The function has several drawbacks.

For starters it should be declared like

std::string::size_type strStr( const std::string &haystack, const std::string &needle );

and if the second string is not found in the first string the function should return std::string::npos as all similar member functions of the class std::string do.

The function parameters shell be of constant referenced types.

The condition in this if-statement

if (haystack.empty() && !needle.empty())

has a redundant operand. It could be rewritten like

if (haystack.empty())

This loop

for (i; i < haystack.length(); i++) 

should stop its iterations when the size of the tail of the first string is less than the size of the second string.

in this if-statement

if (haystack[i++] != needle[j]) {

the variable i is incremented that results in incrementing the variable two times: one in this statement and the second time in the loop.

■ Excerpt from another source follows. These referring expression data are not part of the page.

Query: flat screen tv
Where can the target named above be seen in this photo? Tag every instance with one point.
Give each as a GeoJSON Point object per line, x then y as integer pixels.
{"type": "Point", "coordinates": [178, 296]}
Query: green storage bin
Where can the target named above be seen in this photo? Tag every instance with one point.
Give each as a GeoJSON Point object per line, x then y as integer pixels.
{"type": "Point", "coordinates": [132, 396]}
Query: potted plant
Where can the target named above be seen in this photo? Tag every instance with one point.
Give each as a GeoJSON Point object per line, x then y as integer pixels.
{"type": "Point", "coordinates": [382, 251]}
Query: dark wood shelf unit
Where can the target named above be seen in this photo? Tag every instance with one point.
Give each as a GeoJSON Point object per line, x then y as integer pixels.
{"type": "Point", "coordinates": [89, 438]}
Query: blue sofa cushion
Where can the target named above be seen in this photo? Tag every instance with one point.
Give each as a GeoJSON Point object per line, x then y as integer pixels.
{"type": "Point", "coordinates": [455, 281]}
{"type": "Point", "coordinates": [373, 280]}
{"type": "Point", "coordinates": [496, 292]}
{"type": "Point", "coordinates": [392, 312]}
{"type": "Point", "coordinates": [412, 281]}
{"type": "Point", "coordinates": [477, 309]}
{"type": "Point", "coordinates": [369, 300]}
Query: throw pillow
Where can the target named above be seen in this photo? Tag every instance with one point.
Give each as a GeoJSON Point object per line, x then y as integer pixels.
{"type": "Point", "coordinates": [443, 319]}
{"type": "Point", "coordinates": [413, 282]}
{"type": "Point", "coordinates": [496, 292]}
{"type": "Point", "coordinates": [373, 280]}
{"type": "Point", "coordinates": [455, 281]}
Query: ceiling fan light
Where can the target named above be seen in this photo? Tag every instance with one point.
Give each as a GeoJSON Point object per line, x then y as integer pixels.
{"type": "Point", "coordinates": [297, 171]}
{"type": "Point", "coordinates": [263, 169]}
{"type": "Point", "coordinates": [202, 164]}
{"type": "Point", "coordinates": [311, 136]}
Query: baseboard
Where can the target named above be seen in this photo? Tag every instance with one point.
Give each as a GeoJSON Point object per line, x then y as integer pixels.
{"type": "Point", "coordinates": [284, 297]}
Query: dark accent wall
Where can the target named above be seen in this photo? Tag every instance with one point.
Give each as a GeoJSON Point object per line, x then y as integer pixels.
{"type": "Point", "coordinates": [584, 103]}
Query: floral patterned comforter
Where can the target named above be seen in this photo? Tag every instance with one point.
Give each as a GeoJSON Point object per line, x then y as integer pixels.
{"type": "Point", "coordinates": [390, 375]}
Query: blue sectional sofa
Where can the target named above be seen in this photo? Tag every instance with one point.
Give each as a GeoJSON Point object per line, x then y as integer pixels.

The second pair of these statements

        if (j == needle.length()) {
        return ans;

is redundant.

The function can be written the following way as it is shown in the demonstrative program.

#include <iostream>
#include <string>

std::string::size_type strStr( const std::string &haystack, const std::string &needle )
{
    if ( needle.empty() )
    {
        return 0;
    }
    else if ( haystack.empty() )
    {
        return -std::string::npos;
    }
    else
    {
        std::string::size_type ans = std::string::npos;

        auto n1 = haystack.length();
        auto n2 = needle.length();

        for ( std::string::size_type i = 0; ans == std::string::npos && i + n2 <= n1; i++ )
        {
            std::string::size_type j = 0;
            while ( j < n2 && haystack[i+j] == needle[j] ) j++;

            if ( j == n2 ) ans = i;
        }

        return ans;
    }
}

int main() 
{
    std::string haystack( "mississippi" );
    std::string needle( "issip" );

    std::cout << strStr( haystack, needle ) << '\n';

    return 0;
}

Its output is

4